The World of Selfies

The World of Selfies

I think you’d all agree with me that everyone, ok maybe not e-v-e-r-y-o-n-e, but most certainly a high percentage of everyone’s Facebook friends has taken to taking selfies of themselves. Am I right? It seems to be the latest craze. And it is certainly the latest ‘in’ word as it made the Oxford Dictionary’s Word of the Year for 2013.

Anyway most of us would think that this craze started a few years ago when digital cameras and mobile phones with cameras made it easier to take photographs of ourselves. Wrong!

In fact selfies seems to be a whole lot older that that … a LOT older.

Australian genealogy company findmypast.com.au have done some checking around looking for the world’s oldest selfie, and have come up with two candidates. The first dating from 1839, the second from the 1920s.
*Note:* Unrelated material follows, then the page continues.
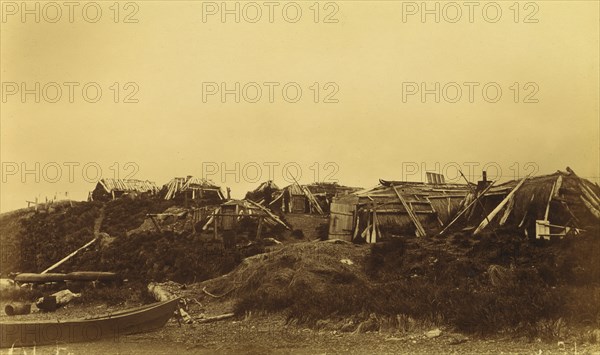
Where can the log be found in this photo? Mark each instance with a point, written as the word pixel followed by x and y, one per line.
pixel 215 318
pixel 159 293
According to the Library of Congress, this early daguerreotype was the “first photographic portrait”. It was taken by Robert Cornelius, an American metallurgist and pioneer of photography, around October 1839.

According to the Library of Congress, this early daguerreotype was the “first photographic portrait”. It was taken by Robert Cornelius, an American metallurgist and pioneer of photography, around October 1839

A group of New York photographers, 1920

A group of New York photographers, 1920

The photo above, snapped in 1920, is the self-taken portrait of five well-known American photographers; Uncle Joe Byron, Pirie MacDonald, Colonel Marceau, Pop Core and Ben Falk.
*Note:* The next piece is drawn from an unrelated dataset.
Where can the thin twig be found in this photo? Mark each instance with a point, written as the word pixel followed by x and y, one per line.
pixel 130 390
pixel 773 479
Uncannily similar to the selfies of today, it is visible that two of the subjects’ arms are stretched out to prop up the camera.

You can read the full findmypast.com.au post about it here, which has more details relating to each photo.
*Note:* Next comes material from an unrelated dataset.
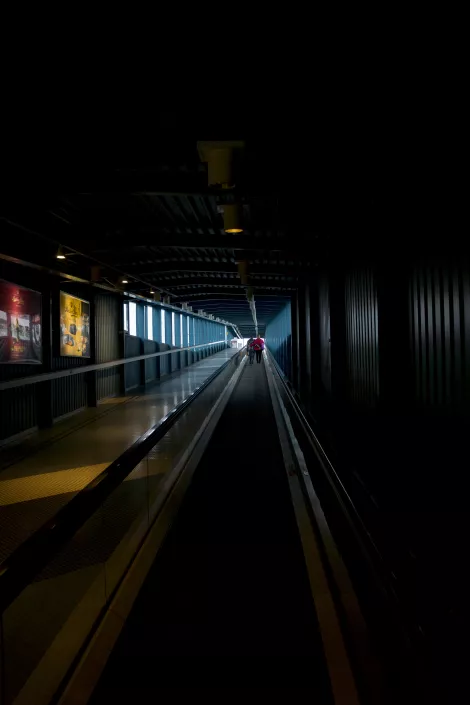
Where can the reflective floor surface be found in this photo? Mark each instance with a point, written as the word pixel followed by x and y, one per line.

My great great great auntie Ida Vinblad (sometimes Winblad) was a photographer and had her own photo studio in Finland back in the later 1800s-early 1900s, and I have managed to find a few photographs that she had taken thanks to the Finna website. – which is a place for the Finnish archives, museums and libraries to put their collections together in a single place. Alas there is no selfie, or even a portrait shot of her yet. Maybe one day I’ll find something.

Anyway I’m not much of a selfie taker, not surprising since i’m not much of a photographer anyway. Kind of just the point-and-shoot-kind-of-person. But then again maybe I just haven’t mastered the art of it. I just can’t seem to get the whole still looking decent thing (or even at least half decent), which includes not pulling a face even though you think you’re smiling, and not having a double or triple chin thing happening. All of this as well as managing to push the button without chopping off your head, I find to be quite a feat.

Fortunately with the advent of digital, it means those 25 or so pics you just took of yourself simply get sent to the trash bin, rather than you having to take your roll of film in to the photo shop, pay to have them processed and then be disappointed when you collect your photos.

Anyway the picture below is one selfie I do have of me that’s ok. It was taken at the Family History Library in Salt Lake City when I visited in March 2013 for RootsTech. I was busily checking through their microfilms seeing what records I could find relating to one of my families who went to New Jersey.

this is one selfie I do have of my, it was taken at the Family History Library in SLC when I visited in March 2013. I was busy checking through their microfilms

selfie of moi – taken March 2013

So are you a selfie taker? Are you reli’s going to have a great record of you and what you did, and where you went through viewing your selfies?